And I saw a devilish pretty woman, by Gad. If it were not for this baldness, and a kind of crapulous air I can't disguise from myself - if it weren't for this and that and t'other thing - I - I've forgot what I was saying. Not that that matters, I've heaps of things to say. I'm in a communicative vein to-night. I'll let out all my cats, even unto seventy times seven. I'm in what I call THE stage, and all I desire is a listener, although he were deaf, to be as happy as Nebuchadnezzar.'
Of the two hours which followed upon this it is unnecessary to give more than a sketch. The Admiral was extremely silly, now and then amusing, and never really offensive. It was plain that he kept in view the presence of his daughter, and chose subjects and a character of language that should not offend a lady. On almost any other occasion Dick would have enjoyed the scene. Van Tromp's egotism, flown with drink, struck a pitch above mere vanity. He became candid and explanatory; sought to take his auditors entirely into his confidence, and tell them his inmost conviction about himself. Between his self-knowledge, which was considerable, and his vanity, which was immense, he had created a strange hybrid animal, and called it by his own name. How he would plume his feathers over virtues which would have gladdened the heart of Caesar or St. Paul; and anon, complete his own portrait with one of those touches of pitiless realism which the satirist so often seeks in vain.

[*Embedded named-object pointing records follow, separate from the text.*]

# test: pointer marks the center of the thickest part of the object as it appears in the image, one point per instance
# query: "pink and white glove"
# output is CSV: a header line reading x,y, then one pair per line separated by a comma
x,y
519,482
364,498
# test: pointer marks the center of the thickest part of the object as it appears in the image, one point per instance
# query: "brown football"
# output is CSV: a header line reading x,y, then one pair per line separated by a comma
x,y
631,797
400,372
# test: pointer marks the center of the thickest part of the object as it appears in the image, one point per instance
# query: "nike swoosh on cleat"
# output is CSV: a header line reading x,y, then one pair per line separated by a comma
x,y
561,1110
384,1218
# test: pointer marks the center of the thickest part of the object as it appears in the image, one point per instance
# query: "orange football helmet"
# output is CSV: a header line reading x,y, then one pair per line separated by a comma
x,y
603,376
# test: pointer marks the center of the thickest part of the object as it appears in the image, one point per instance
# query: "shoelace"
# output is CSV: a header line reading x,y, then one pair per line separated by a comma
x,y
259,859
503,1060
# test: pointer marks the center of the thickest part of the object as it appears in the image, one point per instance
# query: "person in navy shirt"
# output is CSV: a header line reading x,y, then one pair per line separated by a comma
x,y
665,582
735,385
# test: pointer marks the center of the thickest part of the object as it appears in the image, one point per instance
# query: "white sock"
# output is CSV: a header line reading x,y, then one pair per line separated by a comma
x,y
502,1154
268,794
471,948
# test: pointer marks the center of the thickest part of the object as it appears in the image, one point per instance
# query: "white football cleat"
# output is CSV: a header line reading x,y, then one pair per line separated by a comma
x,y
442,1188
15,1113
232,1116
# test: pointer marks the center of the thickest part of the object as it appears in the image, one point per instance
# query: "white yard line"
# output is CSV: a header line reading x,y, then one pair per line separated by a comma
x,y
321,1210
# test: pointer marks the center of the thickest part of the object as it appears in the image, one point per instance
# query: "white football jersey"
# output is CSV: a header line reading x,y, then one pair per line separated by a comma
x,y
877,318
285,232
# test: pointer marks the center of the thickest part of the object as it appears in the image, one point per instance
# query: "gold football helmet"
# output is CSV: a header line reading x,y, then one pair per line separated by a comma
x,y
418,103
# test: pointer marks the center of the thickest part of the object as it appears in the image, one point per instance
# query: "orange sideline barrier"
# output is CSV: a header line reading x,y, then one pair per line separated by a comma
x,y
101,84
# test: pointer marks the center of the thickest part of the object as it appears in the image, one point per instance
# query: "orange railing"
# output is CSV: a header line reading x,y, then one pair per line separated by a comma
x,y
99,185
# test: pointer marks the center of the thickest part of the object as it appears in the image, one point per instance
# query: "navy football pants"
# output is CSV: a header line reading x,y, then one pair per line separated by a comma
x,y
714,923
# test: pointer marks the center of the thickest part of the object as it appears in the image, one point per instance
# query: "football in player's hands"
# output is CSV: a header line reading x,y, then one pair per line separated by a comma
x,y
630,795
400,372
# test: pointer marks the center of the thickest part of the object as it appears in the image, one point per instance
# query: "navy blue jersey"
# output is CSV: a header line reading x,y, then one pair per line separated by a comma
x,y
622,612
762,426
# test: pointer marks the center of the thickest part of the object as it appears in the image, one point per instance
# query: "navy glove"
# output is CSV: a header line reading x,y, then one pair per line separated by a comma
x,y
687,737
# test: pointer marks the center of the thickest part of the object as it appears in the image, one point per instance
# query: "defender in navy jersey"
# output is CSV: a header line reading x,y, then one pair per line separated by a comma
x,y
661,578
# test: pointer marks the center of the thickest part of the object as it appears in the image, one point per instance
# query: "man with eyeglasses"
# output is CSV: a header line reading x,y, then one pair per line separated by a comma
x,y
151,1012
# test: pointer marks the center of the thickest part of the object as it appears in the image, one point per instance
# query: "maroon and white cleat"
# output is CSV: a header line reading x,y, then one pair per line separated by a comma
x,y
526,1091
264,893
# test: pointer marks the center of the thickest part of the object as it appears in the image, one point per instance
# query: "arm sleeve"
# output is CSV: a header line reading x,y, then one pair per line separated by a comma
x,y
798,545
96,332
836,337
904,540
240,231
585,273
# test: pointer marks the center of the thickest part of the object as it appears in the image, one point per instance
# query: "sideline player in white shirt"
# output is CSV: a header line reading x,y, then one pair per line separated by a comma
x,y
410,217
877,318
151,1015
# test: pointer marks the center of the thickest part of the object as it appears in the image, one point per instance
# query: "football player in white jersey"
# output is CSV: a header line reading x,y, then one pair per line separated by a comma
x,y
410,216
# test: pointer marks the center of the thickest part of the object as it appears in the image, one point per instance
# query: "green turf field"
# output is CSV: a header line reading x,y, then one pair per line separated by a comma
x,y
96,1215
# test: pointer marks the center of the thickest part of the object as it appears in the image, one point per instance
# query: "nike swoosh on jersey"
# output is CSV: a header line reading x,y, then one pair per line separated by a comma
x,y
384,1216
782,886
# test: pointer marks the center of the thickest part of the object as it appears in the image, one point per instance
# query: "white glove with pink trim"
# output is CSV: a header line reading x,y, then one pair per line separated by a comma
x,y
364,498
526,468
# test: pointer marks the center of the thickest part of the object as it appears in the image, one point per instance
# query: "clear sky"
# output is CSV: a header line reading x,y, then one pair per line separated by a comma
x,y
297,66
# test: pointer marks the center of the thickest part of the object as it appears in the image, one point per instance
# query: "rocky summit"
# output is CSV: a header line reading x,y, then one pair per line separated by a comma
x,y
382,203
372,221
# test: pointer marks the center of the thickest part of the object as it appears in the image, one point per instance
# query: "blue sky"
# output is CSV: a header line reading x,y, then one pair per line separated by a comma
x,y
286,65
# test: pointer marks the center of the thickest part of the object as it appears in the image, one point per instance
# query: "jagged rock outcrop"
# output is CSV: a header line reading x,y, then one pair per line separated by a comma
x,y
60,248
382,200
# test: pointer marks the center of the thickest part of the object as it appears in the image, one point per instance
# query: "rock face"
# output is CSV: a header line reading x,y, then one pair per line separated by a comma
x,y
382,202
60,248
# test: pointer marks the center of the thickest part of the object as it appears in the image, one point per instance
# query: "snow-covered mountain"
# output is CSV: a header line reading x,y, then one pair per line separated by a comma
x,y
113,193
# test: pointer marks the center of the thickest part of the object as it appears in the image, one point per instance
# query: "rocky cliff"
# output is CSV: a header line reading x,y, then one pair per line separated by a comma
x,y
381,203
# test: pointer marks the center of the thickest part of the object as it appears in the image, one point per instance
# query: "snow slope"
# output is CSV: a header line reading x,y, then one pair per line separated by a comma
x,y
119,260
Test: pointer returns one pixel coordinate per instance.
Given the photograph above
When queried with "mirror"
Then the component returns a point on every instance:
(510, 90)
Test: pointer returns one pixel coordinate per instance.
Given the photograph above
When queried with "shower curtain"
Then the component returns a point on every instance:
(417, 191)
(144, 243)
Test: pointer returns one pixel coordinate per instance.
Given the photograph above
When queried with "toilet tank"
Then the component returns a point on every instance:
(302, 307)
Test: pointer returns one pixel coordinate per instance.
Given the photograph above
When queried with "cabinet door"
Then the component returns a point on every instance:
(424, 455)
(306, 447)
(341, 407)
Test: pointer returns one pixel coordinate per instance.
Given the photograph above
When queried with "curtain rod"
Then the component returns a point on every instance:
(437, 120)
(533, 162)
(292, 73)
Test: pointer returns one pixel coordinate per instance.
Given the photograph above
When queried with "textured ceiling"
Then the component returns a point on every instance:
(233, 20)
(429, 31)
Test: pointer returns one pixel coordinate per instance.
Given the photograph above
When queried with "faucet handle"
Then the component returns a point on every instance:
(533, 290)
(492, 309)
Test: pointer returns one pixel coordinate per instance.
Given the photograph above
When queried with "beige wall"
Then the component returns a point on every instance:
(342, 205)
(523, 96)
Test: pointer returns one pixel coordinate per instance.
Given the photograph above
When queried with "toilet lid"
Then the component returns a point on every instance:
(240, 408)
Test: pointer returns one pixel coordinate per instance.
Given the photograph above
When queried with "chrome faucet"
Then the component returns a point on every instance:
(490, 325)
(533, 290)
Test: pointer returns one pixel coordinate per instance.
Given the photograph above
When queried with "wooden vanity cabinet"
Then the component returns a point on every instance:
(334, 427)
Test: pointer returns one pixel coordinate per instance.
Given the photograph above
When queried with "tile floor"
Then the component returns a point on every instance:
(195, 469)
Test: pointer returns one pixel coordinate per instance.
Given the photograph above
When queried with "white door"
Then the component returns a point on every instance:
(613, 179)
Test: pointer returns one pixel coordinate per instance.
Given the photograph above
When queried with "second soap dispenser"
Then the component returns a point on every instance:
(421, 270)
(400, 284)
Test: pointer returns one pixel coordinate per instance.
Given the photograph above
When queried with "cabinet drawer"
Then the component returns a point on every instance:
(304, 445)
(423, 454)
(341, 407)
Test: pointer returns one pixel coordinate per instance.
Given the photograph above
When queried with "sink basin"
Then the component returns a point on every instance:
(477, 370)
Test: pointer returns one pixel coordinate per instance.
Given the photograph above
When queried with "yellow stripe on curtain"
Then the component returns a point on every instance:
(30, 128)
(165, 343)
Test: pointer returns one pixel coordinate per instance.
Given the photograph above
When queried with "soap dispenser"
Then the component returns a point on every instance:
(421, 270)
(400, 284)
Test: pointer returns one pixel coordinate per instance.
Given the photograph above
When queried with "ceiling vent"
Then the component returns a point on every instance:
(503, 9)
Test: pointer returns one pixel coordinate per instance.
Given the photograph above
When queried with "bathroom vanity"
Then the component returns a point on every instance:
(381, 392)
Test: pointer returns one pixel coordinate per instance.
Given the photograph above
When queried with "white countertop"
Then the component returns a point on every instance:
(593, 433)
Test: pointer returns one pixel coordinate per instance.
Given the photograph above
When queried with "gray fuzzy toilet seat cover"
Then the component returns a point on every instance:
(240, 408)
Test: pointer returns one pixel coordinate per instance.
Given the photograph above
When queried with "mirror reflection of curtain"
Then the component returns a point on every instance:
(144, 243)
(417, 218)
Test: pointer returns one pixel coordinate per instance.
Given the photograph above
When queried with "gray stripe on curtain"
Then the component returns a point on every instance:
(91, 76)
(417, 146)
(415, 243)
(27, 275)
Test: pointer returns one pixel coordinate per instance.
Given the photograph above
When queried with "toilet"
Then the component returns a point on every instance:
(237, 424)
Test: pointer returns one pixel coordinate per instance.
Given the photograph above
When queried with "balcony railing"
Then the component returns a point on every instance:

'Now, there's Dick,' he said, 'he's shrewd; he saw through me the first time we met, and told me so - told me so to my face, which I had the virtue to keep. I bear you no malice for it, Dick; you were right; I am a humbug.'
You may fancy how Esther quailed at this new feature of the meeting between her two idols.
And then, again, in a parenthesis:-
'That,' said Van Tromp, 'was when I had to paint those dirty daubs of mine.'
And a little further on, laughingly said perhaps, but yet with an air of truth:-
'I never had the slightest hesitation in sponging upon any human creature.'
Thereupon Dick got up.
'I think perhaps,' he said, 'we had better all be thinking of going to bed.' And he smiled with a feeble and deprecatory smile.
'Not at all,' cried the Admiral, 'I know a trick worth two of that. Puss here,' indicating his daughter, 'shall go to bed; and you and I will keep it up till all's blue.'
Thereupon Esther arose in sullen glory. She had sat and listened for two mortal hours while her idol defiled himself and sneered away his godhead. One by one, her illusions had departed. And now he wished to order her to bed in her own house! now he called her Puss! now, even as he uttered the words, toppling on his chair, he broke the stem of his tobacco-pipe in three! Never did the sheep turn upon her shearer with a more commanding front. Her voice was calm, her enunciation a little slow, but perfectly distinct, and she stood before him as she spoke, in the simplest and most maidenly attitude.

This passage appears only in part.